Orthopaedic specialists and orthopaedic surgeons are the researchers conducting the studies on PRP and the experts who specialize in soft-tissue repair where PRP has shown clinical effectiveness. Orthopaedic specialists have the most training and experience in these areas of the body and are most qualified to decide when PRP is an option for an injured patient. PRP should not be used recklessly just because it is popular among athletes and simple to use. Like all medical therapies, it should be carefully considered only after conventional, less costly and proven therapies have been applied.
The widespread use of PRP is partially due to professional sports. “Patients see a high-profile athlete and say, ‘I want you to do it exactly the same way their doctor did it,’ ” said Dr. Edward McDevitt in the New York Times article, an orthopedist in Arnold, Md., who specializes in sports medicine. Unquestionably, this is the wrong way to go about offering new regenerative therapies. The medical community should be attempting to obtain proper treatment applications before offering regenerative therapies such as PRP. Most often, a professional athlete uses a variety of conventional and experimental treatments simultaneously in hopes of returning to their job faster. Without treatment specifics, offering PRP because a certain professional athlete used it is irresponsible medical practice.

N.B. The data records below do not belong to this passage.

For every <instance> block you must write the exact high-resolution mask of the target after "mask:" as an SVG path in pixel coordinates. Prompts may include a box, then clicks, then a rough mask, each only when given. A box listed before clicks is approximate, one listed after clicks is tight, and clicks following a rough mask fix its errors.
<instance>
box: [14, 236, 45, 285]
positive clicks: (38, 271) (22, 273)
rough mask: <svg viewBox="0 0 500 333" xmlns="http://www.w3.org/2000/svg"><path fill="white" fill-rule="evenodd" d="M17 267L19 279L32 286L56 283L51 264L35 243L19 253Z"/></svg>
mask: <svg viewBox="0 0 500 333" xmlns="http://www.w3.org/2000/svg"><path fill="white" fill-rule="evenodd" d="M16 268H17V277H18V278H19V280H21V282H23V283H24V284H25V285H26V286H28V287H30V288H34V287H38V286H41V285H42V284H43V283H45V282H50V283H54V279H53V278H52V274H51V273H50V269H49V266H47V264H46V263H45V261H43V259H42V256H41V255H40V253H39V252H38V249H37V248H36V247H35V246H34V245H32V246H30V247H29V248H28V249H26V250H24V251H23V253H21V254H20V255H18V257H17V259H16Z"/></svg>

However, just like the professional athlete who requires an expedited return to their job, active people and workers need the same quick turnaround. Livelihoods are at stake. Most people cannot afford to take months off to recover from surgery. Therefore, to offer PRP as a last resort to surgery when conventional treatments have failed is responsible use. In these instances, orthopedists should offer PRP for injuries and conditions that have had encouraging clinical results. Cautious patients and orthopedists who recognize the importance of responsible practice should be commended. Not only does the responsible offering of PRP in specific cases “do no harm,” it may improve lives.